Boustany, a doctor who has represented southwest Louisiana in Congress since 2005, and Maness, who ran unsuccessfully for the U.S. Senate last year, have entered their candidacy statements with the Federal Election Commission.
The 2016 election will determine who takes the Senate position being vacated by Republican David Vitter.
Boustany has been an influential member of Louisiana’s congressional delegation, allied with the leadership rather than the tea party contingent of the GOP. Most recently, he was named chairman of the Ways and Means Committee’s tax policy subcommittee.
Maness, a political newcomer when he ran in 2014, came in third for the Senate seat won by Republican Bill Cassidy, who defeated Democratic incumbent Mary Landrieu. While his grassroots campaign attracted solid support, Maness couldn’t overcome a fundraising deficit and the GOP’s backing of Cassidy.
Maness is expected to continue his tea party-based approach of criticizing the Washington establishment. Most recently he’s been running a political action committee called GatorPAC, which supports conservative candidates.
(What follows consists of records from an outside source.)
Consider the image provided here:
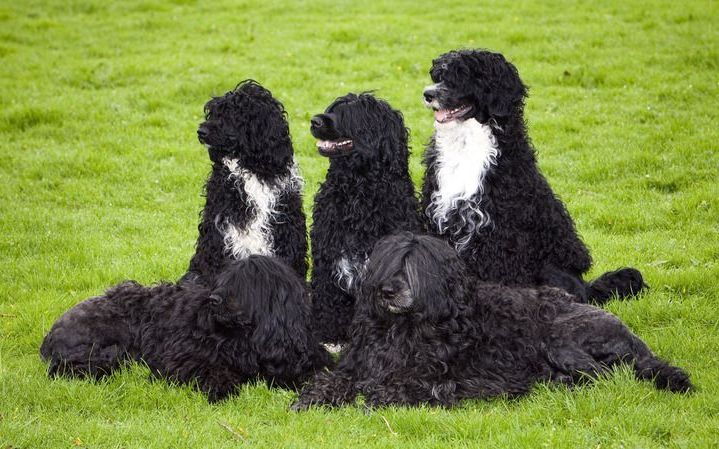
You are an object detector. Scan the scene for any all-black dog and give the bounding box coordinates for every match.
[182,80,307,285]
[292,233,691,410]
[309,93,423,343]
[421,49,644,304]
[41,256,330,402]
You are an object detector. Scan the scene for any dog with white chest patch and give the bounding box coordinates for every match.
[181,80,308,286]
[309,93,423,344]
[421,49,645,304]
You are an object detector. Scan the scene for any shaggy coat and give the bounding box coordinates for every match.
[293,233,691,409]
[309,93,423,343]
[41,256,330,402]
[421,49,644,304]
[183,80,307,285]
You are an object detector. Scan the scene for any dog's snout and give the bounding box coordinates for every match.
[312,114,335,131]
[197,124,209,141]
[310,113,341,141]
[310,115,324,129]
[423,89,437,103]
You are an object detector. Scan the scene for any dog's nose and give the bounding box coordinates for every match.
[423,90,437,103]
[310,115,324,129]
[197,125,209,141]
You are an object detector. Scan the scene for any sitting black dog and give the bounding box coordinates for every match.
[309,93,423,343]
[183,80,307,286]
[293,233,691,409]
[41,256,330,402]
[421,49,644,304]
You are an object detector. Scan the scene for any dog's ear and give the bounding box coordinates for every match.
[403,234,467,322]
[242,112,294,170]
[411,253,466,322]
[384,106,410,168]
[482,53,527,119]
[370,98,410,175]
[248,259,318,386]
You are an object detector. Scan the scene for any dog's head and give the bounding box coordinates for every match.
[423,49,527,126]
[198,80,293,173]
[360,232,467,323]
[209,256,307,330]
[208,256,324,381]
[310,93,409,171]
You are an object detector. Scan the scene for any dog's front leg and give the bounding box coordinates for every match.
[362,377,459,408]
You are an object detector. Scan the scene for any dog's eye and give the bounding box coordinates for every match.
[209,294,224,305]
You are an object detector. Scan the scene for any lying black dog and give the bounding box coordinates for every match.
[41,256,330,402]
[421,49,644,304]
[309,93,423,343]
[293,232,691,409]
[183,80,307,285]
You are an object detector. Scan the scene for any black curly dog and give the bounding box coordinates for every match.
[309,93,423,343]
[293,232,691,409]
[41,256,330,402]
[421,49,644,304]
[182,80,307,286]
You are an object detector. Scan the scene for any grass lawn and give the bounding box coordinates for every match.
[1,0,718,447]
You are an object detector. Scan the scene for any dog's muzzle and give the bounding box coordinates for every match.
[197,124,210,143]
[311,113,352,157]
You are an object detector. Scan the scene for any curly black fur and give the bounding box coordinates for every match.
[293,233,691,410]
[421,49,645,304]
[182,80,307,285]
[41,256,330,402]
[309,93,423,343]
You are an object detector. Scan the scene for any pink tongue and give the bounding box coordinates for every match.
[434,110,450,122]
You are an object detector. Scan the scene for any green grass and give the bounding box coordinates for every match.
[1,0,718,447]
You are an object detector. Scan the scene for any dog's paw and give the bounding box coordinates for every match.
[588,267,647,304]
[620,267,647,295]
[290,395,322,412]
[657,366,694,393]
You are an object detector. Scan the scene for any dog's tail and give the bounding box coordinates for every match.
[586,267,646,305]
[633,353,693,393]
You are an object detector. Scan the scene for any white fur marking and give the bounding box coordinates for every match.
[428,119,499,249]
[423,82,443,110]
[219,157,302,260]
[334,256,366,294]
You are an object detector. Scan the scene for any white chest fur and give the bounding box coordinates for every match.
[428,119,499,240]
[334,256,366,294]
[219,157,302,260]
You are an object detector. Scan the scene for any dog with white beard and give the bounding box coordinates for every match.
[421,49,644,304]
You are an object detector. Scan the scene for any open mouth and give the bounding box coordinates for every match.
[387,304,404,314]
[317,139,353,157]
[433,105,473,123]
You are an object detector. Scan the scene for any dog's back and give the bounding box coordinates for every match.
[40,281,180,378]
[470,282,692,393]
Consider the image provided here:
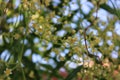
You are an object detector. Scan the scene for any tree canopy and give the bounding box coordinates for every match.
[0,0,120,80]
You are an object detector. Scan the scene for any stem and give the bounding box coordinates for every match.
[83,1,102,64]
[17,4,28,80]
[21,67,26,80]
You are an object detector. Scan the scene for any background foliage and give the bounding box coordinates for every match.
[0,0,120,80]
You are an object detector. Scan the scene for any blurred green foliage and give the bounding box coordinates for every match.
[0,0,120,80]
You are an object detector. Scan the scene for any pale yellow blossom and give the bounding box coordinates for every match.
[4,68,12,76]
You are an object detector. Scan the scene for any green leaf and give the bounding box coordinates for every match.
[65,66,83,80]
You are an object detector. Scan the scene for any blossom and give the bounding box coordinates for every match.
[31,13,39,20]
[83,61,94,68]
[38,25,43,32]
[4,68,12,76]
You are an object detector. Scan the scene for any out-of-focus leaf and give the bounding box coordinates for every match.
[65,66,83,80]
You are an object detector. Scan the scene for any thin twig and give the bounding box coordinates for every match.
[83,1,103,64]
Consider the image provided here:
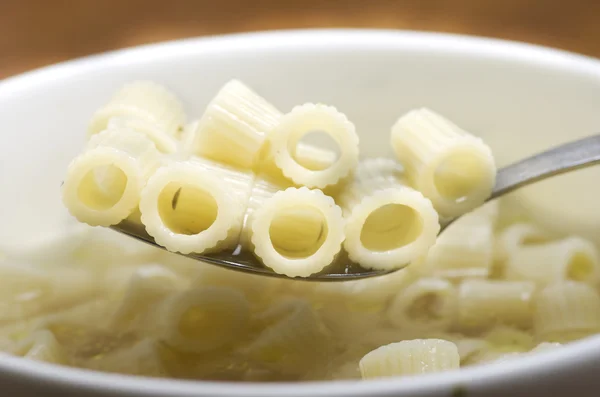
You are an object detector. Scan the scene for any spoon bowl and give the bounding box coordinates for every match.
[110,133,600,281]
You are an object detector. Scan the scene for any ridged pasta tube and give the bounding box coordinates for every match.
[505,237,600,286]
[533,281,600,342]
[268,103,359,189]
[244,299,331,375]
[158,286,250,353]
[106,117,178,153]
[338,158,439,270]
[88,81,186,137]
[494,223,552,265]
[457,279,536,331]
[239,174,289,250]
[185,80,282,169]
[139,158,254,254]
[62,128,162,226]
[359,339,459,379]
[391,108,496,218]
[422,216,494,279]
[250,187,345,277]
[387,278,457,332]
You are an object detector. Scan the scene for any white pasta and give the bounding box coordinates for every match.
[259,142,338,179]
[533,281,600,342]
[267,103,359,189]
[457,279,536,331]
[484,326,534,352]
[251,187,345,277]
[465,327,534,364]
[494,223,552,265]
[16,329,67,365]
[391,108,496,218]
[294,143,339,172]
[62,128,162,227]
[359,339,459,379]
[139,158,254,254]
[422,215,494,279]
[184,80,282,169]
[244,299,332,375]
[88,81,186,137]
[158,286,250,353]
[106,117,178,154]
[338,158,439,270]
[86,338,166,377]
[111,265,183,330]
[387,278,457,332]
[505,237,600,286]
[239,174,290,250]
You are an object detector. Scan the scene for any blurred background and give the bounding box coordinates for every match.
[2,0,600,79]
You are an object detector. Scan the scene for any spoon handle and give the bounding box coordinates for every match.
[491,134,600,200]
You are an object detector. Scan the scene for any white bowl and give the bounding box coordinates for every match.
[1,29,600,397]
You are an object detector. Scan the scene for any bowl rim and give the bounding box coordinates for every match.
[2,28,600,396]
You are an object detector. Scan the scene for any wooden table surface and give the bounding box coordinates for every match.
[2,0,600,79]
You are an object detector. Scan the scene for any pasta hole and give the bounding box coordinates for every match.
[158,183,218,235]
[566,251,595,282]
[434,151,490,203]
[291,131,340,171]
[360,204,423,252]
[405,292,443,321]
[269,206,328,259]
[77,165,127,210]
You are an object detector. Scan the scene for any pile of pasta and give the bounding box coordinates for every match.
[1,80,598,382]
[1,209,599,381]
[61,80,496,277]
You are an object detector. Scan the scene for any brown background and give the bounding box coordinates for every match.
[2,0,600,79]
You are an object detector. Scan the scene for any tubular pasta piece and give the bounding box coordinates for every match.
[89,81,186,137]
[62,128,162,226]
[533,281,600,342]
[250,187,345,277]
[505,237,600,286]
[387,278,457,332]
[422,216,494,279]
[494,223,552,265]
[359,339,459,379]
[268,103,359,188]
[391,108,496,218]
[139,158,253,254]
[457,279,536,331]
[158,286,250,353]
[184,80,282,169]
[106,116,178,153]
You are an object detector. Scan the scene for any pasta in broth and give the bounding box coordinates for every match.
[3,79,600,382]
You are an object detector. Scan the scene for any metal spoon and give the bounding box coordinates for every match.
[110,134,600,281]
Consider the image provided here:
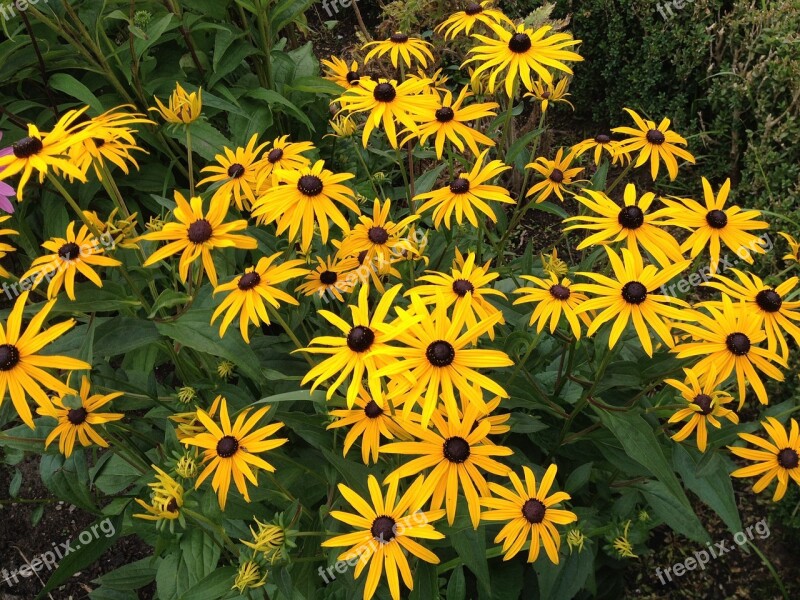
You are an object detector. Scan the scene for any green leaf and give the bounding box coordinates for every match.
[179,566,237,600]
[446,566,465,600]
[180,121,232,162]
[40,452,98,512]
[91,452,143,495]
[93,557,157,590]
[535,545,594,600]
[287,76,345,96]
[49,73,104,113]
[134,13,176,59]
[409,561,439,600]
[636,480,710,543]
[248,88,314,132]
[450,525,490,595]
[253,389,326,404]
[414,163,446,195]
[94,317,162,357]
“It is clear to me that Louisiana needs a constitutional conservative and fighter in the United States Senate,” Maness said in a statement Wednesday saying he was creating an “exploratory committee” for the race.
“My broad national security and leadership experience is a skill set sorely needed by our state to protect our citizens, and my commitment to principle is what’s needed to fight the Washington Cartel,” he said.
The competition for an open Senate seat is expected to attract several contenders.
Republican U.S. Rep. John Fleming, who represents northwest Louisiana, announced his candidacy earlier this week, with a video posted to his campaign website. Boustany has said he will do a formal announcement soon in his hometown of Lafayette.
Several other GOP politicians are eyeing the job, including Treasurer John Kennedy and Public Service Commissioner Scott Angelle, who ran third in the governor’s race this year.
Maness has little money left in his campaign account after the 2014 race, only $27, according to his latest FEC report. Fleming’s recent fundraising report showed more than $2.3 million cash on hand for a campaign, while Boustany reported nearly $1.5 million.
Vitter decided against seeking a third term after losing the Louisiana governor’s race.
Democratic candidates have been slower to emerge for the race. New Orleans Mayor Mitch Landrieu has said he won’t run for the Senate seat.